Философа возмущает, когда неутомимое желание творить добро увязывается с Богом. «Выбирая человека своим ближним, своим братом, – мы хотим, чтобы тот жил и не умирал, – пояснил он. – Как может само это желание приписываться Всевышнему, который «зовет нас к себе», или тем самым подталкивает к смерти. С самого начала Бог в своей онтологической основе содержит смерть нашу. Когда же выбираешь кого-то своим ближним, как бы говоришь ему: ты не должен умирать. В добре заключена боль по поводу кончины человека. Добро есть борьба за то, чтобы другой не умирал, борьба с тем, кто пытается убить его. Желать добра другим значит желать, чтобы они не умирали. И только это. Как можно примирять добро с Богом, который и есть сама смерть».
Полемика между кардиналом и писателем вызвала свои наполненные мыслями чувства у журналиста Эудженио Скальфари. Он сразу пояснил, что для него история христианства, хотя и сотворившего много хорошего, насквозь пропитана насилием церкви. По его мнению, никакая связь с Абсолютом не могла помешать сделать саму мораль понятием весьма относительным. Сжечь на костре ведьму или еретика, например, не считалось грехом, тем более преступлением, на протяжении почти тысячи лет существования католицизма. Наоборот, варварство, нарушавшее основополагающую заповедь любви к ближнему, совершалось во имя все той же христианской религии и морали. Иисус отказался забрасывать камнями согрешившую женщину, ибо его мораль действительно основывалась на любви к человеку. Церковники предложили свою интерпретацию, открыв дорогу убийствам и преступлениям. Произошло это не по трагическому неведению отдельных личностей, а по соображениям принципиальным, служившим церкви духовной опорой в течение многих столетий.
В чем же тогда основа морали, которая позволила бы верующим и неверующим признать друг друга? Скальфари видит ее в биологической принадлежности людей к одному общему роду. Ему представляется, что в любом из нас уживаются вместе два главных инстинкта самосохранения – отдельной личности и всего рода человеческого. Первый открывает путь эгоизму разумно необходимому и позитивному до того, как эгоизм этот перейдет определенную границу и станет разрушительным для общества. Второй оставляет место моральному чувству, или необходимости сопереживать чужому страданию, способствовать общему благу. Каждый индивид имеет дело с этими двумя глубоко заложенными биологическими инстинктами, опираясь на свой собственный интеллект. Нормы же морали и поведения могут меняться под влиянием меняющейся реальности, но в одном постоянны: моральны они лишь тогда, когда, выйдя за пределы личного, способствуют общему благополучию.

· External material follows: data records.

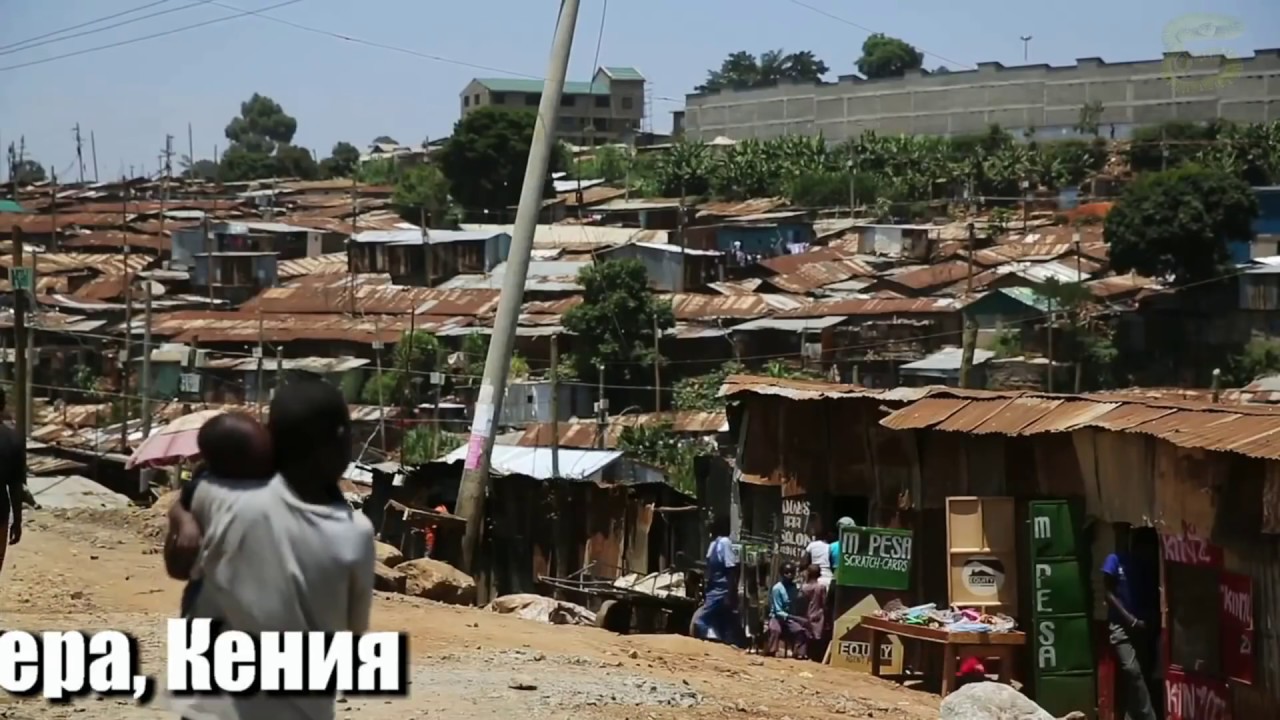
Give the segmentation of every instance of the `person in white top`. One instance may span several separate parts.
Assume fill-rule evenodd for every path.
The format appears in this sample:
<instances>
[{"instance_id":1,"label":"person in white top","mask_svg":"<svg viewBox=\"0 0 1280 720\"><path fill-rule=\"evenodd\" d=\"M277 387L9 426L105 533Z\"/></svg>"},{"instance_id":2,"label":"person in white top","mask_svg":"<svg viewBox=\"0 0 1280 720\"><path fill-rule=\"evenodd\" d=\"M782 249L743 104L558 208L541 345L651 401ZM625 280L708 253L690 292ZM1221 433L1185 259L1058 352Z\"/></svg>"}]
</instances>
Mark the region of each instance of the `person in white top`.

«Я не доверяю такому Абсолюту, который диктует заповеди и порождает институты, призванные строго следить за их выполнением, должной интерпретацией и превращением в святыни, – писал журналист. – История, уважаемый кардинал Мартини, включая историю ордена иезуитов, к которому Вы принадлежите, дает мне основания для сомнений. Поэтому лучше оставить в стороне метафизику и трансцендентальное, если мы хотим вместе возродить потерянную мораль. Давайте признаем оральную ценность общего блага и сопереживания в самом высоком значении слов. Давайте осуществлять это на практике до конца и делать не для премий или во избежание наказания, а просто следуя инстинкту, который происходит из нашего общего человеческого корня и генетического кода»…
От себя позволю лишь краткий комментарий. Хитроумна и жестока католическая вера. Хитроумна и жестока в своей иезуитской диалектике, выработанной наставниками-мечтателями о потустороннем мире и большими любителями богатых вдов. Пытаясь стать святыми на чужих прегрешениях, как же тонко они обыгрывают ограниченные возможности разума, прекрасно сознавая при этом, что верят в абсурд. Религиозные догматы сознательно ими ставятся за пределами познания. И вся эта химера действует на них столь обольстительно, что ради спасения своей души они готовы даже жертвовать мирскими благами для себя лично – на всякий случай.
Бывает же, ищешь по всему Мадриду нужную тебе книгу, нигде ее нет, а сам автор, оказывается, живет в том же доме, что и ты. Такое случилось у меня с Франциско Лопесом-Сейване, испанским востоковедом, которого я знал по его исследованиям «Против монополии Бога», «Кандидаты на сожжение», «Путешествие в тишину»… И вот, наконец-то, мы встретились у него на застекленной веранде, но с видом уже не на площадь Хуана де Лакоссы, а на улицу Потоси.
Как-то само собой получилось, что разговор начался с «доктрины предопределения судьбы», согласно которой Всевышний якобы выбирает для спасения тех людей, чьи заслуги ему «известны заранее». То есть он уже как бы все про всех решил, чья душа спасется, а кто понесет наказание в загробном мире.